Tais afirmações são bastante enfáticas e consideravelmente depreciativas.

Desconsiderando possíveis diferenças de opiniões que a fortuna crítica sobre os

poetas marginais apresente, é essencial que se compreenda a importância que o

trabalho e a atividade dos autores tiveram em seu contexto histórico: “Às severas

restrições de que foi objeto, principalmente quanto ao seu ‘estatuto literário’,

responde com um substancial acréscimo do número de poetas, poemas e leitores”

(PEREIRA; HOLLANDA, 1982, p. 77). Até mesmo o “desleixo formal”, alvo de

críticas de alguns exegetas, desempenha função eloquente face à situação em que

escreviam os autores daquele momento:

Do ponto de vista literário, os textos trabalham coloquial e ludicamente a linguagem, voltando-se agora para a realidade mais imediata do poeta: o cotidiano próximo, o gesto, o registro bruto do momento. Reivindicam-se o descompromisso, a gratuidade e a brincadeira como bandeiras da prática poética e como “bandeira” de uma postura crítica frente à ordem moral e institucional.
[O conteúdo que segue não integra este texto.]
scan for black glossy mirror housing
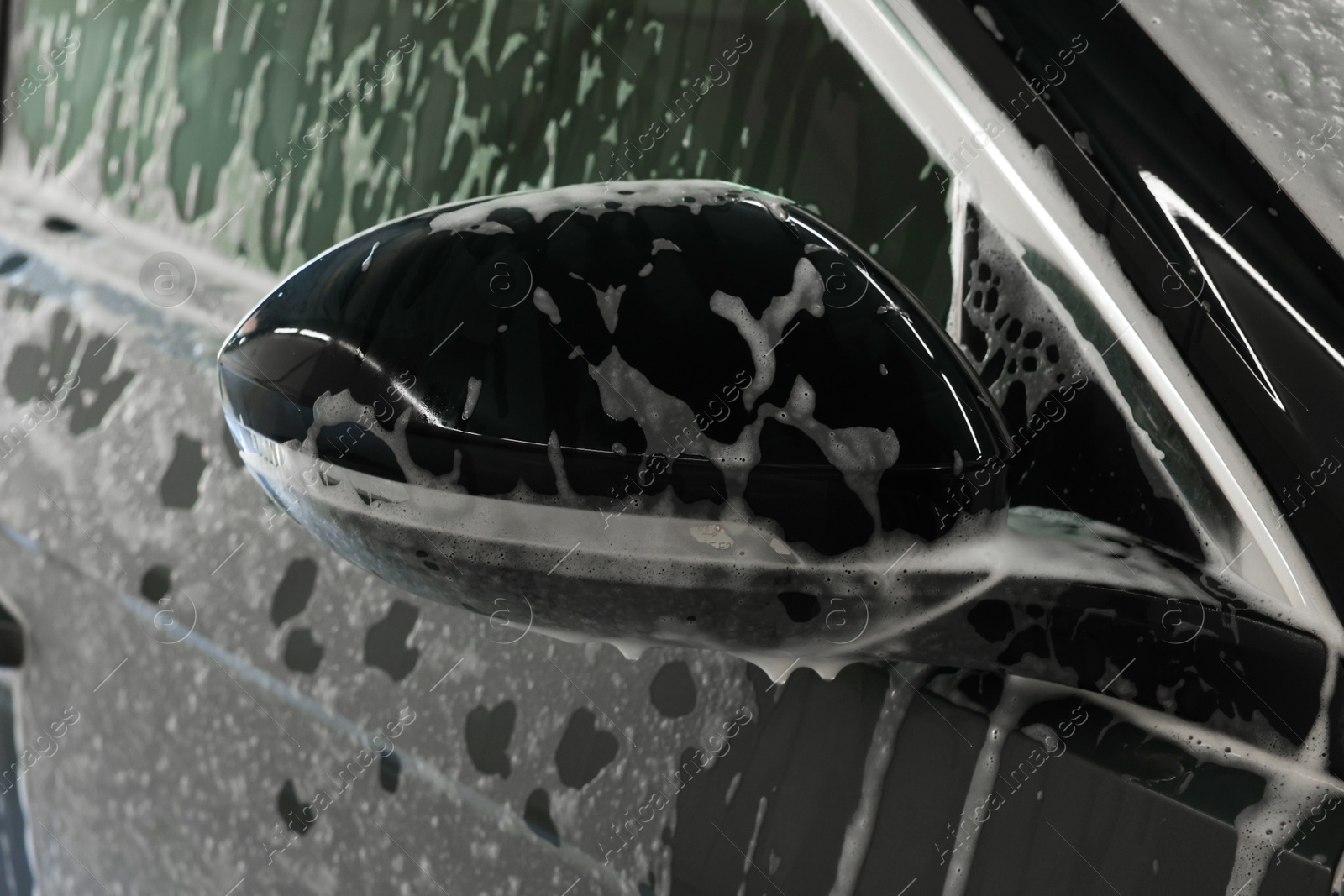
[219,180,1005,663]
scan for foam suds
[710,258,825,411]
[533,286,560,325]
[462,376,481,421]
[829,663,927,896]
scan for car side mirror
[219,180,1324,741]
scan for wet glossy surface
[220,181,1003,555]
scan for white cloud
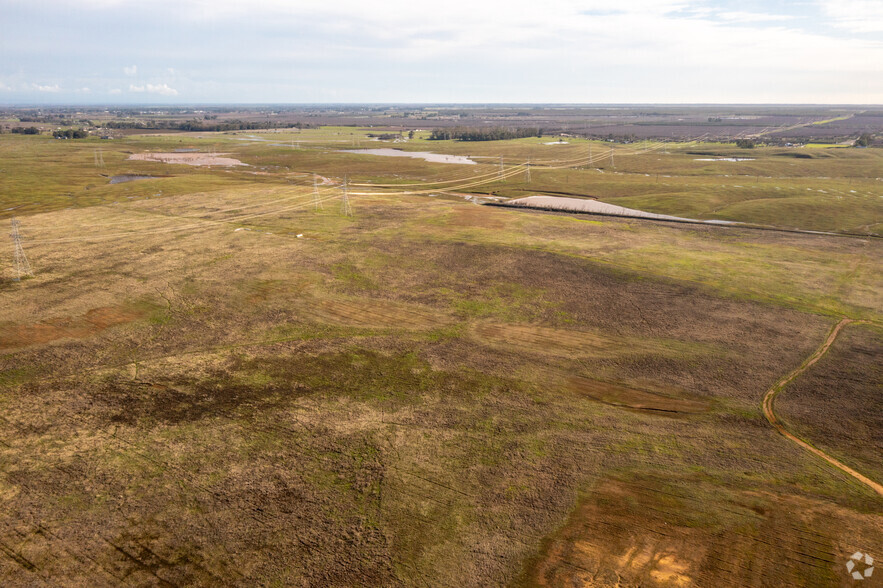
[816,0,883,33]
[716,11,794,23]
[129,84,178,96]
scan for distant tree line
[853,133,874,147]
[104,119,317,132]
[52,129,89,139]
[429,127,543,141]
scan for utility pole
[10,217,34,282]
[340,176,353,216]
[313,174,322,210]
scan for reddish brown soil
[519,480,883,587]
[567,377,710,413]
[0,306,144,349]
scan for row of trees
[429,127,543,141]
[104,119,316,132]
[52,129,89,139]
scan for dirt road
[763,318,883,496]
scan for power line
[340,176,353,216]
[313,174,322,210]
[10,217,34,282]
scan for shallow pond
[341,147,476,165]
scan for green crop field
[0,127,883,587]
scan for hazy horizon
[0,0,883,105]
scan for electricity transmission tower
[313,174,322,210]
[10,217,34,282]
[340,176,353,216]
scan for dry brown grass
[0,144,881,586]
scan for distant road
[763,318,883,496]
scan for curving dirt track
[763,318,883,496]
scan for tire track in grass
[763,318,883,496]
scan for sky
[0,0,883,104]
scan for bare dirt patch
[519,480,881,587]
[302,299,451,330]
[129,153,248,167]
[0,306,144,349]
[567,377,711,413]
[470,323,615,355]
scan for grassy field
[0,128,883,586]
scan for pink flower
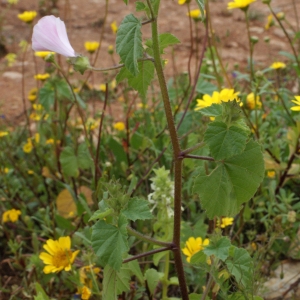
[32,16,77,57]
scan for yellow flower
[290,96,300,111]
[265,15,274,30]
[270,61,286,70]
[220,218,234,228]
[0,131,8,138]
[99,83,106,93]
[34,51,55,58]
[5,53,17,67]
[247,93,262,109]
[182,237,209,262]
[195,89,240,110]
[178,0,191,5]
[267,171,276,178]
[227,0,256,9]
[27,88,38,101]
[84,42,100,53]
[34,73,50,81]
[46,139,54,145]
[18,11,37,23]
[39,236,79,274]
[114,122,125,131]
[2,208,21,223]
[78,285,92,300]
[23,139,33,153]
[110,21,118,33]
[187,9,202,21]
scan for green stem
[269,4,300,69]
[244,9,254,82]
[162,251,170,300]
[127,226,172,248]
[147,0,189,300]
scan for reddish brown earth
[0,0,300,124]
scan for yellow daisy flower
[270,61,286,70]
[227,0,256,9]
[291,96,300,111]
[182,237,209,262]
[18,11,37,23]
[34,73,50,81]
[195,89,240,110]
[114,122,125,131]
[39,236,80,274]
[84,42,100,53]
[2,208,21,223]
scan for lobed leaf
[116,14,144,76]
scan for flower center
[52,249,72,268]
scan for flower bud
[69,56,91,74]
[250,35,259,44]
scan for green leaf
[34,282,49,300]
[92,215,129,271]
[122,198,153,221]
[59,146,79,177]
[203,237,231,261]
[197,104,223,117]
[196,0,205,20]
[116,14,143,76]
[116,61,154,98]
[194,140,264,219]
[102,266,130,300]
[204,122,248,160]
[196,79,218,95]
[145,269,163,295]
[122,260,145,284]
[225,246,253,287]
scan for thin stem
[127,226,173,249]
[245,9,254,82]
[95,83,108,187]
[180,142,205,156]
[162,251,170,300]
[182,154,215,161]
[123,245,172,264]
[177,17,208,130]
[148,0,180,158]
[206,0,232,88]
[269,4,300,68]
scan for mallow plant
[32,0,264,300]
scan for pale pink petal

O culto do instante e do “aqui e agora” – outro eixo fundamental da nova poesia – evidencia, não raro, certos traços do projeto ideológico que norteou a política de resistência na linha das sugestões da contracultura do início da década. (PEREIRA; HOLLANDA, 1982, p. 77) (grifos nossos)
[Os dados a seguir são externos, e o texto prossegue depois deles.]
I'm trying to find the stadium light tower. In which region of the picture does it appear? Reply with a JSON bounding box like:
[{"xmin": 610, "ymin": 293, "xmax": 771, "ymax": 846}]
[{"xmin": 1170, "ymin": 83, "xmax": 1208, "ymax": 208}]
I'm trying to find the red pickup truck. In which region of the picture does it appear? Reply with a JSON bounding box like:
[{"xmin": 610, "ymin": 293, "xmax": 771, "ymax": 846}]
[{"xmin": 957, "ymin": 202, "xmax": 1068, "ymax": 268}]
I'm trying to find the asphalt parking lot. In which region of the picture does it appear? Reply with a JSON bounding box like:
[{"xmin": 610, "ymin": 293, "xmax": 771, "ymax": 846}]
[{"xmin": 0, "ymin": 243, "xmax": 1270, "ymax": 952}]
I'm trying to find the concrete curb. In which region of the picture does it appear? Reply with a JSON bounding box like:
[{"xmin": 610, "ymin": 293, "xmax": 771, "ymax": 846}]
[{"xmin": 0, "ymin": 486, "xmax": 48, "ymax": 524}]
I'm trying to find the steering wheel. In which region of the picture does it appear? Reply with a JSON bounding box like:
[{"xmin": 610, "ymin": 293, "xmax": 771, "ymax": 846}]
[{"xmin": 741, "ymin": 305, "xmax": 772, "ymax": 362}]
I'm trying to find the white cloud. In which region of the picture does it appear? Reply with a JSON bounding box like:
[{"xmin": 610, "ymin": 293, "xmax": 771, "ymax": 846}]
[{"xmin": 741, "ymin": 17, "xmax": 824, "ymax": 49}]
De fato, a grande relevância da produção cultural daquele momento era

manter a cultura brasileira viva e ativa:

O movimento cultural pós-64 se caracteriza por duas vertentes que não são excludentes: por um lado se define pela repressão ideológica e política; por outro, é um momento da história brasileira onde mais são produzidos e difundidos os bens culturais. (ORTIZ, 1998, p. 61)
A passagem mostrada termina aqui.